When we talk about function evaluation, we are essentially discussing how to find the value of a function for a specific variable input. In practical terms, it involves replacing the variable in the function's expression with a given number or expression, and then performing the calculations.

In the original exercise, we evaluated the function \( h(x) = x^{4} - x^{2} + 1 \) at various points. Let's explore these steps to better grasp the process:

• For \( h(2) \): Replace \( x \) with \( 2 \), giving \( 2^4 - 2^2 + 1 = 13 \). This is the value of the function at \( x = 2 \).
• For \( h(-1) \): Substitute \( x \) with \( -1 \), resulting in \( (-1)^4 - (-1)^2 + 1 = 1 \). Negative inputs can sometimes change the outcome!
• For \( h(-x) \): Use \( -x \) instead of \( x \), which gives \( (-x)^4 - (-x)^2 + 1 = x^4 - x^2 + 1 \). Notice how the expression is the same as the original function.
• For \( h(3a) \): Input \( 3a \) for \( x \), yielding \( (3a)^4 - (3a)^2 + 1 = 81a^4 - 9a^2 + 1 \). Here, we see how variables can transform a function expression dramatically.

Understanding function evaluation allows us to determine specific outcomes based on different variables, providing a deeper insight into how the function behaves.

Exponents are a fundamental part of algebra and they tell us how many times to multiply the base number by itself. For example, \( x^4 \) means \( x \times x \times x \times x \).

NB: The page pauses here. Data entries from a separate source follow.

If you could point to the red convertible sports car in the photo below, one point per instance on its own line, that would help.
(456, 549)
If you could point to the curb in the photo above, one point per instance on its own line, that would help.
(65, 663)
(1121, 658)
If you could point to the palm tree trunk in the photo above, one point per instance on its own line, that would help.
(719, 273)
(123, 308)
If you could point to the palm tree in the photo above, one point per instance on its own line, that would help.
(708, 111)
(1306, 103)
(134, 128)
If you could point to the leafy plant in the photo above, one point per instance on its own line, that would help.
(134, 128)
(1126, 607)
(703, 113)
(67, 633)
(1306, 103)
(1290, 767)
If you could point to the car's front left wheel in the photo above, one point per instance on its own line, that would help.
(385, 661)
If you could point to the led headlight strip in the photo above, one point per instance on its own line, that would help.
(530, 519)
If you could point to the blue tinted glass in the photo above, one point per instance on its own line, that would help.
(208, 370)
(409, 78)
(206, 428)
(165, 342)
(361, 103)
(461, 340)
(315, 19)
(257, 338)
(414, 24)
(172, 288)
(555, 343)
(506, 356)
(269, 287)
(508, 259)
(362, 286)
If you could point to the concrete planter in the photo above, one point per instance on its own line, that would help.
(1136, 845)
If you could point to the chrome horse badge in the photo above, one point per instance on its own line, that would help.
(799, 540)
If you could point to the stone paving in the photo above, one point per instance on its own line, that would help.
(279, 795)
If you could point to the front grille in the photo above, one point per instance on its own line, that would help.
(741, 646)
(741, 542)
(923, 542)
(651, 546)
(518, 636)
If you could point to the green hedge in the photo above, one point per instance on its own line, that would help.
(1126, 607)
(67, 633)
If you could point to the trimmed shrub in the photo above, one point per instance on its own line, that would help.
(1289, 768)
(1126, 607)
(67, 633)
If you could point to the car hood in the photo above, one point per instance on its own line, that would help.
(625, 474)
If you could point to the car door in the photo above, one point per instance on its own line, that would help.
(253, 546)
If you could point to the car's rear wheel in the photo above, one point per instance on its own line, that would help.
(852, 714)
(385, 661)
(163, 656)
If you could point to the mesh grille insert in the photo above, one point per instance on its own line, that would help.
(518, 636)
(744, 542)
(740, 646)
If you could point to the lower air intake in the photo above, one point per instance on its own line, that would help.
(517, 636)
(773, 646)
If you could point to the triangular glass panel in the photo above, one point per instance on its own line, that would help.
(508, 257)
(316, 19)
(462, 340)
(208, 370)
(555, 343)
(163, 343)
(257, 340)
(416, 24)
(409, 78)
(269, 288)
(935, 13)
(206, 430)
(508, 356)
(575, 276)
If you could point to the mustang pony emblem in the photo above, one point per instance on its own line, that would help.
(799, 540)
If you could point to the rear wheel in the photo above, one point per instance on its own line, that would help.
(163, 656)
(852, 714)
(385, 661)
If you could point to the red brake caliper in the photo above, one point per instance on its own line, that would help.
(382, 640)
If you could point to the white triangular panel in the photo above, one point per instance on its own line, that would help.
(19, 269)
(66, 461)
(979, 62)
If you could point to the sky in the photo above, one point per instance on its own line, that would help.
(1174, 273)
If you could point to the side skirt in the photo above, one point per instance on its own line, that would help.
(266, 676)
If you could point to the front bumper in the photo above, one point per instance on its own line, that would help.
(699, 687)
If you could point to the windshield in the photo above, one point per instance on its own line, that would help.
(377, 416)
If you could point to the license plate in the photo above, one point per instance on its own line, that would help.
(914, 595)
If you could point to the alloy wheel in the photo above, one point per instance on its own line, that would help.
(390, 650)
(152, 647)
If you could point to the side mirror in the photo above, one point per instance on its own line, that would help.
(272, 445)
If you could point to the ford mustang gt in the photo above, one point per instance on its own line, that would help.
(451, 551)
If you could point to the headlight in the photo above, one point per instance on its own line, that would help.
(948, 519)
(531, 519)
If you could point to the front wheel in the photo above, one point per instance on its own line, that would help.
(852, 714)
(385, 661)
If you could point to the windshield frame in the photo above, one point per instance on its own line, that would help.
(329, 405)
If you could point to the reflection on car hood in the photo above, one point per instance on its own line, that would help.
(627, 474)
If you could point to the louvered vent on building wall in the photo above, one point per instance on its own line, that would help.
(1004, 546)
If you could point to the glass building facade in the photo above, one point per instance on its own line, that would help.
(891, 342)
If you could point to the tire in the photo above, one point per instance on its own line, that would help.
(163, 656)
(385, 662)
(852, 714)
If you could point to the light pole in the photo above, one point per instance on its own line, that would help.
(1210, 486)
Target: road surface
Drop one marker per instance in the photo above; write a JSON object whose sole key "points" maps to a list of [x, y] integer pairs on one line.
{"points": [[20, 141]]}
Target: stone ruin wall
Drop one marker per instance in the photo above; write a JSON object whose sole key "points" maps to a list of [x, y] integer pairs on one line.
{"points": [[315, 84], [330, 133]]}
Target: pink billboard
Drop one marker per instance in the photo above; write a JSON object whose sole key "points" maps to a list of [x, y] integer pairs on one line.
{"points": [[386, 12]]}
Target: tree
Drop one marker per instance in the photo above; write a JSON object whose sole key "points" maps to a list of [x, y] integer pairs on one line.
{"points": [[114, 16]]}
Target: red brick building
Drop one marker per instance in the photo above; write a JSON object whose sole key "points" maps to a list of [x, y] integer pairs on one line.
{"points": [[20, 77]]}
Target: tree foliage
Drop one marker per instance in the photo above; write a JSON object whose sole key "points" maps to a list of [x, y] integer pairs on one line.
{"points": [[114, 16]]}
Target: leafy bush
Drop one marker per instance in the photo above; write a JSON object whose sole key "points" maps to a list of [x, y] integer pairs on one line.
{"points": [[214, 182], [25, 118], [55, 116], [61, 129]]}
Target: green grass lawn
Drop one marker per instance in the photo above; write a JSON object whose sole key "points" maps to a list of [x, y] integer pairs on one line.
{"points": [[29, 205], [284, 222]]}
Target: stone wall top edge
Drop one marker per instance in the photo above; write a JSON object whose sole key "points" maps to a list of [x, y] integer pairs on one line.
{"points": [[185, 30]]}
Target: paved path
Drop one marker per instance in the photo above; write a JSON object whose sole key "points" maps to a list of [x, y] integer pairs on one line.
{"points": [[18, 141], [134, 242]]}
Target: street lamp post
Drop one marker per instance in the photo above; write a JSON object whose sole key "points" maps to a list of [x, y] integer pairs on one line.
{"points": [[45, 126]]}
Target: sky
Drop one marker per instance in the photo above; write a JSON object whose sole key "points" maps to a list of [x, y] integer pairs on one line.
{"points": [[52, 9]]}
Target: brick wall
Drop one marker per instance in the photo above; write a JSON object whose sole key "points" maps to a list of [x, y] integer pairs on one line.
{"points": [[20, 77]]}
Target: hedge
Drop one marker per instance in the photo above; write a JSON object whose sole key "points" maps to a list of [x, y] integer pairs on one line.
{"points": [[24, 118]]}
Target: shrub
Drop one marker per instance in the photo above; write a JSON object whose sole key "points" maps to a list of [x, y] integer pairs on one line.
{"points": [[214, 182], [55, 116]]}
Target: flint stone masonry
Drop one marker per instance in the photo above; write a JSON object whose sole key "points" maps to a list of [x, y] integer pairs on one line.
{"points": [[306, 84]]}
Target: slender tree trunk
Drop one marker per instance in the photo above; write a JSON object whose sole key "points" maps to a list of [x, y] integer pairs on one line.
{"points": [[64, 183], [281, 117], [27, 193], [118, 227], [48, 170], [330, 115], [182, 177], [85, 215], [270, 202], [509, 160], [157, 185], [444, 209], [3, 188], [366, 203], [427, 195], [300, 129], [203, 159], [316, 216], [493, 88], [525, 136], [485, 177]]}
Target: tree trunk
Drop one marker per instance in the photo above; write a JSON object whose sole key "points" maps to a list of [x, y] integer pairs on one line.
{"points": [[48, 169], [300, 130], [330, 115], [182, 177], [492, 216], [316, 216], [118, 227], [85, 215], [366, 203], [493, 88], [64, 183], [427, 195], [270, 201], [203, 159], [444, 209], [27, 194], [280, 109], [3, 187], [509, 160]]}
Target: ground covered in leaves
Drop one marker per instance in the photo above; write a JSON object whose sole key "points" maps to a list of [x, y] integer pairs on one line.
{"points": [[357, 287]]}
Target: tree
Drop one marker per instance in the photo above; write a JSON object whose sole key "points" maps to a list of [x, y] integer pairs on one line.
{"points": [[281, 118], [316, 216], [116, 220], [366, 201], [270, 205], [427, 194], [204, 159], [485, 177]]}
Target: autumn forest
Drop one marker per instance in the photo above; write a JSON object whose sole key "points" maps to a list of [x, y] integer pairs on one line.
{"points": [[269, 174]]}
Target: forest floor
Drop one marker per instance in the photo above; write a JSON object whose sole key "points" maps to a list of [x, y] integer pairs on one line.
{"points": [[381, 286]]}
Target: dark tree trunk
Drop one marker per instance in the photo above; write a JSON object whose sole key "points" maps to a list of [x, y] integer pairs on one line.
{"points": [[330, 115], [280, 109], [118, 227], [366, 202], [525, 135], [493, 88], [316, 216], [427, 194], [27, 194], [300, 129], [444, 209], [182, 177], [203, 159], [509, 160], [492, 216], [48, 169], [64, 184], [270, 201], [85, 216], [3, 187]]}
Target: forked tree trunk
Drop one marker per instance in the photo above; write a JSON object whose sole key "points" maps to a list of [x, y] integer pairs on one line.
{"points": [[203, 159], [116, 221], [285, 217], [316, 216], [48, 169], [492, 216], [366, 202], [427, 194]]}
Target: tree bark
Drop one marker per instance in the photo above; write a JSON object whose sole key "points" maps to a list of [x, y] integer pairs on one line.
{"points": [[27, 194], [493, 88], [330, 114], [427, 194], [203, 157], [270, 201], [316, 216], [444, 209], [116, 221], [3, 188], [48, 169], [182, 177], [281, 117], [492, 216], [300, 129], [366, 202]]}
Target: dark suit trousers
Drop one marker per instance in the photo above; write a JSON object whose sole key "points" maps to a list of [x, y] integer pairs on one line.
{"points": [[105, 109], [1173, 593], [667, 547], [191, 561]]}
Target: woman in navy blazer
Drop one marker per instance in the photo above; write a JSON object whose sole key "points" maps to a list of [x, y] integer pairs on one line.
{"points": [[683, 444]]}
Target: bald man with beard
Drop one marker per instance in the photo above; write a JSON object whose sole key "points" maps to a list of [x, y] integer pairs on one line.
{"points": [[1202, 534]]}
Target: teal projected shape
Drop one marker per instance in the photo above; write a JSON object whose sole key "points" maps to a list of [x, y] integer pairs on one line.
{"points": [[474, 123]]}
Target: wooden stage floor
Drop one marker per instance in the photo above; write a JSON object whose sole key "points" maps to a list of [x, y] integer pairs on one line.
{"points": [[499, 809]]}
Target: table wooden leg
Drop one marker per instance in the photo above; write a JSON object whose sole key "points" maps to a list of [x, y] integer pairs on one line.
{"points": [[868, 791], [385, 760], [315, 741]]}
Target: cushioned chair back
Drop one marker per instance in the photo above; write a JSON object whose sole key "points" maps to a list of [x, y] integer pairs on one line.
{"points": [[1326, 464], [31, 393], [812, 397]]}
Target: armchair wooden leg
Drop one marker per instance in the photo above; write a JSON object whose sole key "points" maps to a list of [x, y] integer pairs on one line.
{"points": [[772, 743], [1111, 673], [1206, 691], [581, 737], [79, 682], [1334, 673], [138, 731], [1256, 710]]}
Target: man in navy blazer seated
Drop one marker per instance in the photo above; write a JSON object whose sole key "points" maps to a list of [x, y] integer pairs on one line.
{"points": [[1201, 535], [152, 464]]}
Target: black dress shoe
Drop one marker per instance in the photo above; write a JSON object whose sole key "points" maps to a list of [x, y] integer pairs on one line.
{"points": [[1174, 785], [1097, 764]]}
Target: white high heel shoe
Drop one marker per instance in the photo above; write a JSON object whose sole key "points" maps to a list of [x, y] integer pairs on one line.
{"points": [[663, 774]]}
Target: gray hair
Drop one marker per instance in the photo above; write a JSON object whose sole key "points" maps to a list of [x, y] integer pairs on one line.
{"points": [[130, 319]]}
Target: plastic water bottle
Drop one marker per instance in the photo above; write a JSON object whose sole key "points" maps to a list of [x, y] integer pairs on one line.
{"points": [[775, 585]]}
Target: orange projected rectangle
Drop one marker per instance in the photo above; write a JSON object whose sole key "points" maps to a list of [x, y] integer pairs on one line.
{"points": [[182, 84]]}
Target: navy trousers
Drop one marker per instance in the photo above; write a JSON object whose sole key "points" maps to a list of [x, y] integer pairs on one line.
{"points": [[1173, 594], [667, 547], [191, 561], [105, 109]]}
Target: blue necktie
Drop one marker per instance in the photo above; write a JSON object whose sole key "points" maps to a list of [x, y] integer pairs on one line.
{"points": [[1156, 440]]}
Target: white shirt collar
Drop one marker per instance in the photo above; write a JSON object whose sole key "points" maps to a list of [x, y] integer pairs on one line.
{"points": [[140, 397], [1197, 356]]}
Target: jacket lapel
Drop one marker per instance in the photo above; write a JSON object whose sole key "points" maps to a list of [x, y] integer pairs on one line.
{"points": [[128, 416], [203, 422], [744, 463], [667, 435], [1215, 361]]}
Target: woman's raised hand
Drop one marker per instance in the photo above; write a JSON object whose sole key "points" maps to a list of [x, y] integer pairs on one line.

They are crucial when dealing with polynomial functions, like the one in the original exercise.

In the problem, we see several instances of exponents:

• For \( h(x) = x^4 - x^2 + 1 \), the exponent \( 4 \) tells us that \( x \) is multiplied by itself four times.
• When evaluating \( h(2) \) and calculating \( 2^4 \), it leads to \( 16 \), since \( 2 \times 2 \times 2 \times 2 = 16 \).
• Additionally, \( 2^2 \) reduces to \( 4 \) because \( 2 \times 2 = 4 \).
• For \( (-1)^4 \), despite being a negative base, the result is \( 1 \) because the even exponent flips the negative sign.

Exponents can greatly influence the value of polynomial functions, making them essential for understanding the behavior and outputs of complex expressions.

Function simplification involves reducing a mathematical expression to its simplest form. This means performing all operations, combining like terms, and sometimes factoring, if necessary, to make expressions more understandable and manageable.

In our exercise, each step of evaluating \( h(x) \) also included simplification. Let's underscore these moments:

• When finding \( h(2) = 16 - 4 + 1 \), the operands were combined to yield the simplified result, \( 13 \).
• In evaluating \( h(-x) = x^4 - x^2 + 1 \), simplification was crucial to show that the expression remains unchanged since all terms were already simplified.
• For \( h(3a) = 81a^4 - 9a^2 + 1 \), multiplication and simplification of terms were performed quickly after determining \( (3a)^4 \) as \( 81a^4 \) and \( (3a)^2 \) as \( 9a^2 \).

Understanding simplification helps in handling complex expressions efficiently, making subsequent calculations and evaluations more straightforward.